Thursday, Jan. 8th 2015

Treating Chronic Pain

Chronic pain is a challenging condition that is estimated to affect 15 -20% of the adult population of the United States.    One of the most critical questions about any specific treatment for chronic pain is, “does it work?”   The answer to this simple question is complex and with all honestly, “it depends”.     This sort of answer really upsets academics and payers when we try to devise strategies to treat pain. In medicine we want our treatment plans to be based on evidence-based medicine (EBM).   The idea here is that modern medicine can predicted best treatment by plans that have been established by good research data.   The best form of this research is called a double blind, randomized controlled trial (RCT).    Unfortunately the challenges in using evidence based medicine approach and creating good randomized controlled trials are massive particularly in pain management which has so many variables. Just a few of these involve unique Injuries and pain generators , personalities, upbringing, expectations, support systems, psychological and emotional stressors, co-illnesses, access to care, not to mention a payer system which has every patient playing by a different set of rules.

Don’t get me wrong, we’d love RCT with EBM to direct all our treatments, but they aren’t there.   Many advertised treatments report that they have been successfully studied, but most of these claims are based on limited data and often not the gold standard research discussed above.

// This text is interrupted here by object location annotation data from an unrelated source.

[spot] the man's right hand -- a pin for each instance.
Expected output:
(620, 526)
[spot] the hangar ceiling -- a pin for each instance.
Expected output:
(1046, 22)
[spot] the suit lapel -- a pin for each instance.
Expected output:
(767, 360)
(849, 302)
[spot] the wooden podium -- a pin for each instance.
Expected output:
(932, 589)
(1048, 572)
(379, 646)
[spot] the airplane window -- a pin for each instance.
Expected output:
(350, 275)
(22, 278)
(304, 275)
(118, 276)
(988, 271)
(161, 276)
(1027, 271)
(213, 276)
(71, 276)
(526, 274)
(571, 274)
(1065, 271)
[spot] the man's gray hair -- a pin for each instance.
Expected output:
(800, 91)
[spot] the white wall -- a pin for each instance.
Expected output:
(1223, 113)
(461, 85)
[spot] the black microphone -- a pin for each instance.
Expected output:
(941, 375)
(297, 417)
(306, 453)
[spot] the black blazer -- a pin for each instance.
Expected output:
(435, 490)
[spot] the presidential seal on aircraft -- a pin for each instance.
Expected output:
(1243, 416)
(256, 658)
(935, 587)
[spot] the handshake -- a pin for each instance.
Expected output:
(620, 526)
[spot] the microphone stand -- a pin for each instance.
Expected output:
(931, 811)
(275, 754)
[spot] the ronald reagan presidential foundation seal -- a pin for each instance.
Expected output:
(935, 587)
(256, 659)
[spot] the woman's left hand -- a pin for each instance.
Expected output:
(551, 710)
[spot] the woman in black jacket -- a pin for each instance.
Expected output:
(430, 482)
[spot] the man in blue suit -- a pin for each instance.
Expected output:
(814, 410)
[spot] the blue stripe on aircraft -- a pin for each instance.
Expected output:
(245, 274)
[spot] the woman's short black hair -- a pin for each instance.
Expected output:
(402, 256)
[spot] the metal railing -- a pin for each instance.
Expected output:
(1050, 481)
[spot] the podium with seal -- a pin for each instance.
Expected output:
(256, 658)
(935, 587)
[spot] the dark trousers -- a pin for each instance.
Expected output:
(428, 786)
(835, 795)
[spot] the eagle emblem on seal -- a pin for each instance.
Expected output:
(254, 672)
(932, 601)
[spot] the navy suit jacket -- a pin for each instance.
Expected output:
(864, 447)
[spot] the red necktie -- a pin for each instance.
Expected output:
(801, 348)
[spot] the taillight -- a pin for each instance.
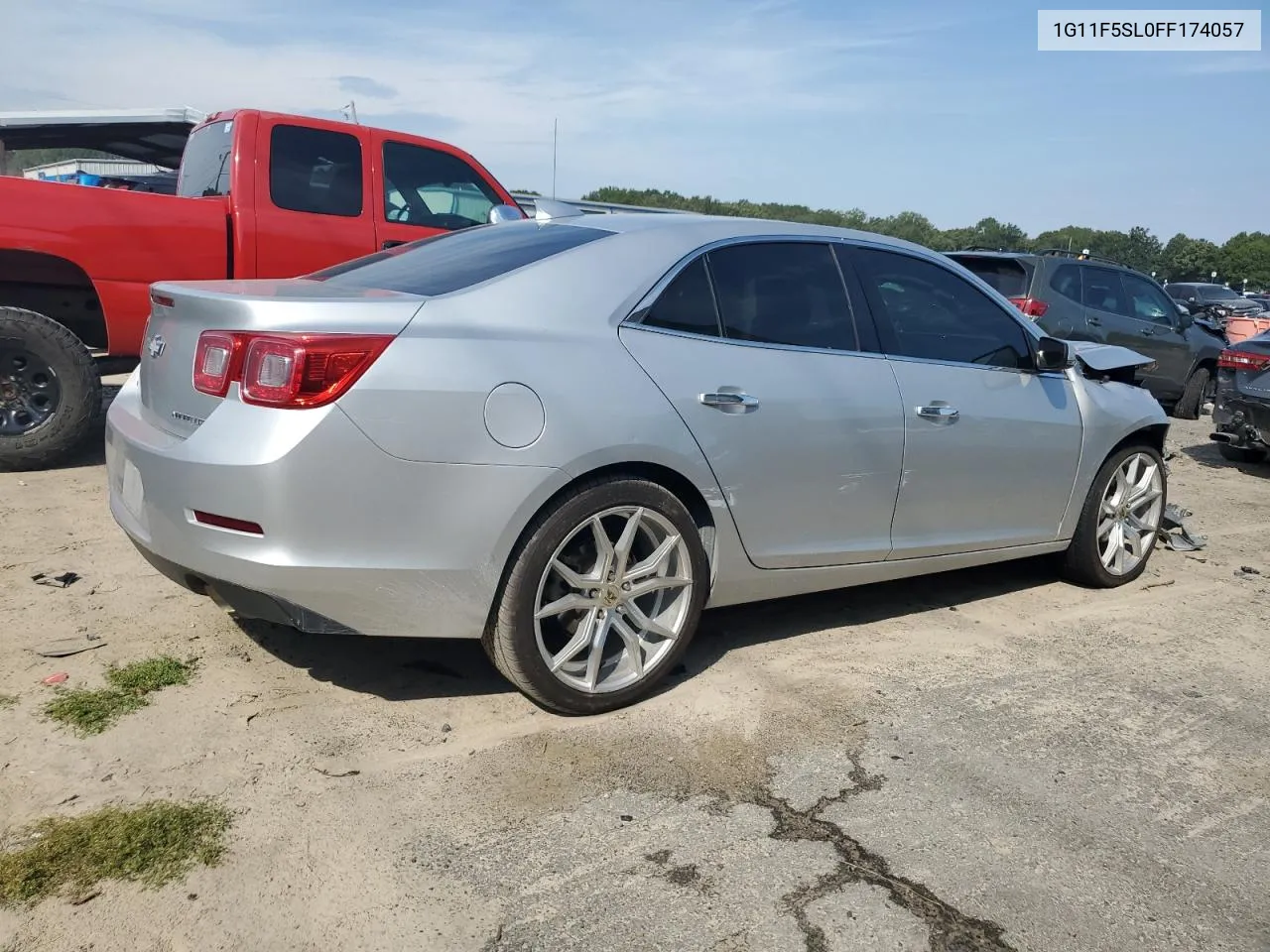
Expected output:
(213, 358)
(1030, 306)
(289, 371)
(1241, 361)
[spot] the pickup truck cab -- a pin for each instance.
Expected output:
(258, 195)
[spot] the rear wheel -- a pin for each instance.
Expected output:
(1120, 522)
(1197, 393)
(602, 598)
(50, 391)
(1241, 454)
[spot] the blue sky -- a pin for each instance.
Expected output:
(942, 108)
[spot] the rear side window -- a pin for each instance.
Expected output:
(783, 293)
(688, 303)
(1008, 276)
(460, 259)
(204, 166)
(316, 171)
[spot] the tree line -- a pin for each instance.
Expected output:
(1245, 257)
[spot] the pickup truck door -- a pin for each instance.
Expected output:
(313, 197)
(427, 188)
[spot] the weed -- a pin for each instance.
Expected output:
(91, 711)
(153, 844)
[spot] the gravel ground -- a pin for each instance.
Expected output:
(980, 761)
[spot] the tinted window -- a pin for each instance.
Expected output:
(434, 189)
(458, 259)
(1103, 293)
(316, 171)
(688, 303)
(1006, 275)
(204, 166)
(783, 293)
(930, 312)
(1067, 282)
(1148, 302)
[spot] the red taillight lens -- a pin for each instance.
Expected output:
(1030, 306)
(1241, 361)
(213, 359)
(291, 371)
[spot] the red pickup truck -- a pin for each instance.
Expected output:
(258, 195)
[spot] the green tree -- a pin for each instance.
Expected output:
(1246, 257)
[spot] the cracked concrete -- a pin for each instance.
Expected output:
(978, 762)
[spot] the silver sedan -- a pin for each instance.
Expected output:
(567, 436)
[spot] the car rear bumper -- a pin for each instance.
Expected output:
(353, 539)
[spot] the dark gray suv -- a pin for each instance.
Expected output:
(1086, 298)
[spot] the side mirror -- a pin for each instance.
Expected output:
(504, 212)
(1052, 354)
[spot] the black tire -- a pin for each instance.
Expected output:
(1241, 454)
(1192, 400)
(77, 405)
(509, 639)
(1080, 562)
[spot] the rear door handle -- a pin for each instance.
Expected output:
(728, 402)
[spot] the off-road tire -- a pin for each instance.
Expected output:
(1241, 454)
(1080, 562)
(64, 433)
(1192, 402)
(509, 639)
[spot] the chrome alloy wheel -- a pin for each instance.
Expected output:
(1129, 518)
(613, 599)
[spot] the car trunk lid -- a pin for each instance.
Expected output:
(182, 311)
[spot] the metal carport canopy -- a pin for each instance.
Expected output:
(155, 136)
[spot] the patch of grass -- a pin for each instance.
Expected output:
(90, 711)
(154, 843)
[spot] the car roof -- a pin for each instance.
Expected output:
(705, 229)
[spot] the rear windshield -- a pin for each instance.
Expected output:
(1008, 276)
(456, 261)
(204, 166)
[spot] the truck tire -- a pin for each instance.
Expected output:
(50, 391)
(1192, 402)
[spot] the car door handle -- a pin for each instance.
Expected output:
(725, 402)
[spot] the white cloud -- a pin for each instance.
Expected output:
(608, 72)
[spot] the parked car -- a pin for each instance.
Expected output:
(1242, 409)
(1086, 298)
(1215, 299)
(258, 195)
(567, 436)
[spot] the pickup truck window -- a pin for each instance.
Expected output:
(204, 166)
(316, 171)
(434, 189)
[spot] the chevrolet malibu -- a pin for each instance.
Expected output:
(568, 435)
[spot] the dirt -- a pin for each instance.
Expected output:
(340, 756)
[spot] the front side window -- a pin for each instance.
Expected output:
(783, 293)
(928, 311)
(1148, 302)
(686, 303)
(1103, 293)
(434, 189)
(458, 259)
(318, 172)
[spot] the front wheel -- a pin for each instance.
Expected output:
(50, 391)
(602, 598)
(1120, 522)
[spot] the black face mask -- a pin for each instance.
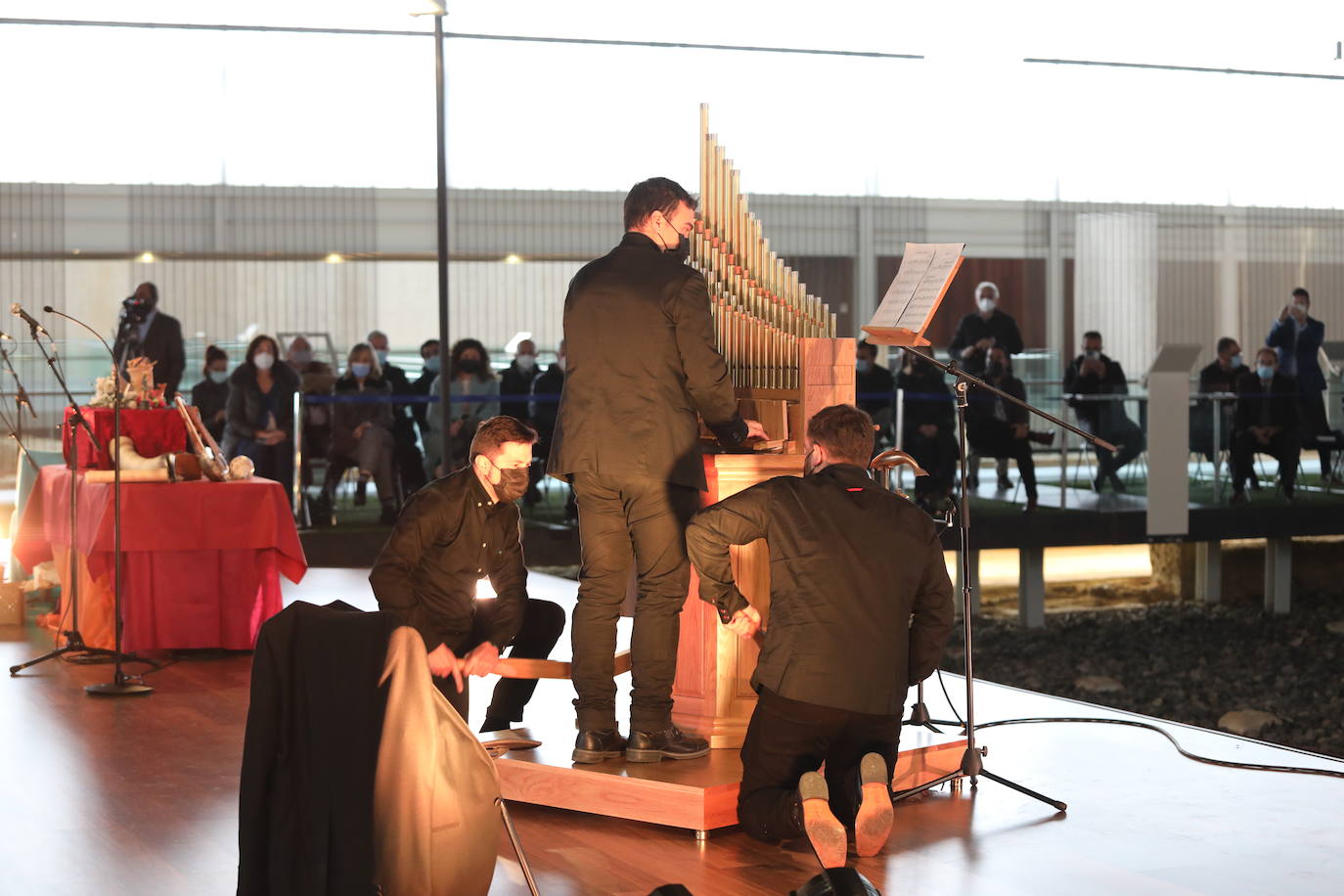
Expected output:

Pain specialists are called on to help in difficult cases.   We are in not in the position to simply turn patients away after some Tylenol, a couple of NSAID trials, an anti-depressant and some expensive medications that have high side effect profiles that half our patients can’t afford.

We have some treatments that work well, but all treatments don’t work the same for every patient even with similar diagnosis. .   We use our experience and knowledge to find what helps but unfortunately many restrictions often block our efforts.   More restrictions seem to be on the way.    Using trials of therapy has been our approach.   The key to treating pain successfully is to take excellent history, examine the patient, review the available studies, order new ones when appropriate then start trying the safest treatments most likely to help.   We also must be ethical and cost conscious.      If the initial treatments are not successful a different treatment must be trialed.    There may be a time when we can neatly wrap all this into a fixed plan that makes payers and academics happy but we are a long way from that ideal.   The skill and experience of   physicians must be respected in this endeavor or our patients will lose out on many successful treatment options.